Speech reverberation can be a significant problem for speech enhancement especially in free-space systems, such as videoconferencing, laptops, and tablets where environmental echoes can be disruptive to conversations.
What is Reverberation?
Speech reverberation is the multi-path propagation (room impulse response) of the desired speaker to the receiving microphone. Reverberation occurs when the microphone picks up multiple attenuated and delayed copies of a single signal. In speech communications applications, these copies are generated when sound reflects off surfaces in an environment. Attenuation occurs due to the surfaces absorbing some of the sound energy.

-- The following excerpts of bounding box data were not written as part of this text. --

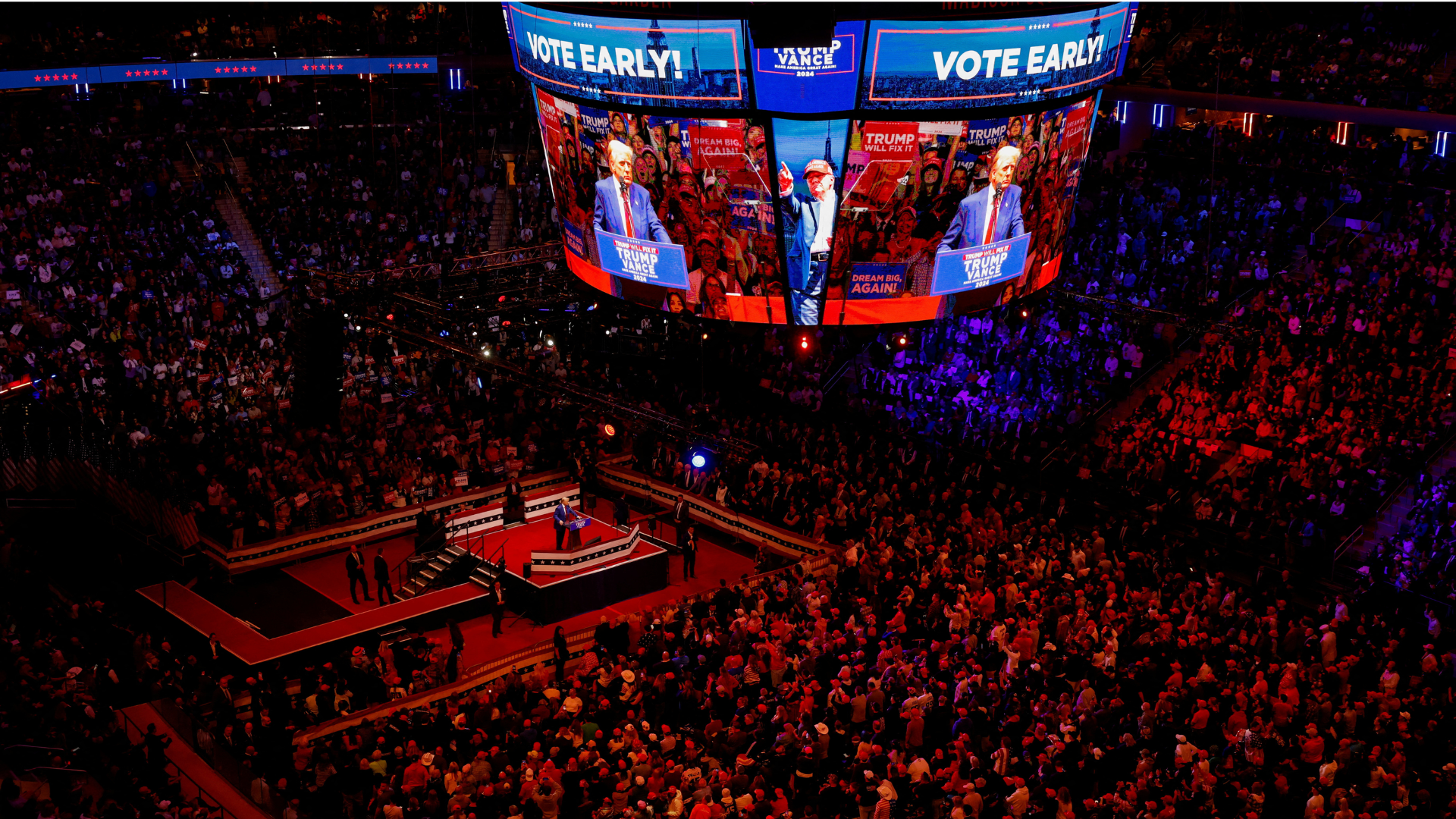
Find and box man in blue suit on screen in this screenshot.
[592,140,673,243]
[940,146,1027,251]
[779,158,839,325]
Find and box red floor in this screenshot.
[284,507,667,613]
[284,535,415,613]
[136,574,485,666]
[410,536,753,669]
[470,519,663,587]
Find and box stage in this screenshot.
[136,574,486,666]
[136,517,675,655]
[481,517,668,623]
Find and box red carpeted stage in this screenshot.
[136,517,675,666]
[479,519,668,623]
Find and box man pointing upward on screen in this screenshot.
[940,146,1027,251]
[592,140,673,243]
[779,158,839,325]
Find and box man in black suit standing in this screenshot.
[344,544,374,606]
[505,478,526,523]
[374,547,394,606]
[682,523,698,580]
[673,493,692,548]
[491,580,505,637]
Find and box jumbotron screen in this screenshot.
[507,3,1128,325]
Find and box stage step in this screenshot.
[378,625,410,642]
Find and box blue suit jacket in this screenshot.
[592,177,673,245]
[940,185,1027,251]
[779,194,839,290]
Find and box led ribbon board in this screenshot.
[0,55,440,89]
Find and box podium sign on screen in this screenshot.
[597,231,687,290]
[930,233,1031,296]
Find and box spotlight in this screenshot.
[682,446,718,469]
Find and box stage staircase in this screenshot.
[399,535,505,599]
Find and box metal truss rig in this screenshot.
[1046,287,1252,337]
[359,316,758,460]
[303,242,568,293]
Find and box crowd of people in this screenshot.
[1134,3,1456,112]
[0,38,1456,819]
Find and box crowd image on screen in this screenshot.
[537,92,783,319]
[1128,3,1456,112]
[830,102,1094,299]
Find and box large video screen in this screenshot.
[823,98,1097,324]
[505,3,748,108]
[536,89,786,324]
[859,3,1128,111]
[536,89,1097,325]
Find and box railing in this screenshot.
[152,699,281,816]
[1329,427,1456,580]
[117,708,239,819]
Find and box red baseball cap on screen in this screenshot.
[804,158,834,177]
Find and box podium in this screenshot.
[565,514,592,552]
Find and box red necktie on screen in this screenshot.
[981,193,1000,245]
[622,185,636,239]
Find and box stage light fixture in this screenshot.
[682,446,718,469]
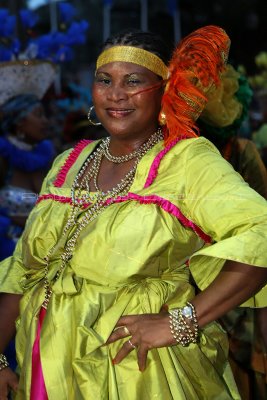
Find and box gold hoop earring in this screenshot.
[87,106,102,126]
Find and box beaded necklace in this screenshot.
[42,128,163,308]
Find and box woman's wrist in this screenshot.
[0,354,9,371]
[169,302,199,346]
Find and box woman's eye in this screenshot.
[95,77,111,85]
[127,78,141,86]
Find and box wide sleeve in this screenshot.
[0,151,69,294]
[185,138,267,307]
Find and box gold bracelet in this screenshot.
[169,302,199,346]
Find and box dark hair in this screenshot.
[103,30,171,65]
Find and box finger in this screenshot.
[106,326,131,344]
[116,315,140,327]
[137,346,148,371]
[160,304,169,313]
[112,339,137,364]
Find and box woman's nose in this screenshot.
[107,84,128,102]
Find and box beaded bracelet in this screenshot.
[169,302,199,346]
[0,354,9,371]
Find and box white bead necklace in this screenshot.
[42,128,163,308]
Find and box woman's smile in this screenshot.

Early Reflections and Late Reflections – Voice Reverberation
Reverberation is usually broken up into two components, early reflections and late reflections. The early reflections consist of single reflections off of surfaces within the room. However, these early reflections can also improve speech intelligibility because they strengthen the direct sound component. This is referred to as the precedence effect.
Late reflections refer to the section of the reverberation where multiple reflections of the speaker’s voice combine to provide a diffuse and exponentially decaying echo of the direct sound component. The late reflections result in noticeable echoes and colouration which cause the speaker to sound distant.
Reverberation tends to spread speech energy which reduces the information available for phonemic identification. This time-energy spreading has two distinct yet equally important effects on speech intelligibility.
- The energy in individual phonemes becomes spread out. Thus, plosives have a markedly delayed onset and decay and fricatives are smoothed.
- Preceding phonemes blur into the current ones. This effect is most apparent when a vowel precedes a consonant.
The greater the distance between the speaker and the microphone the larger the effect reverberation will have on speech quality and the greater the need for dereverberation processing. The critical distance is the distance at which the speech reverberation signal is equal to the direct sound signal, and this distance is inversely proportional to the reverberation time of the room.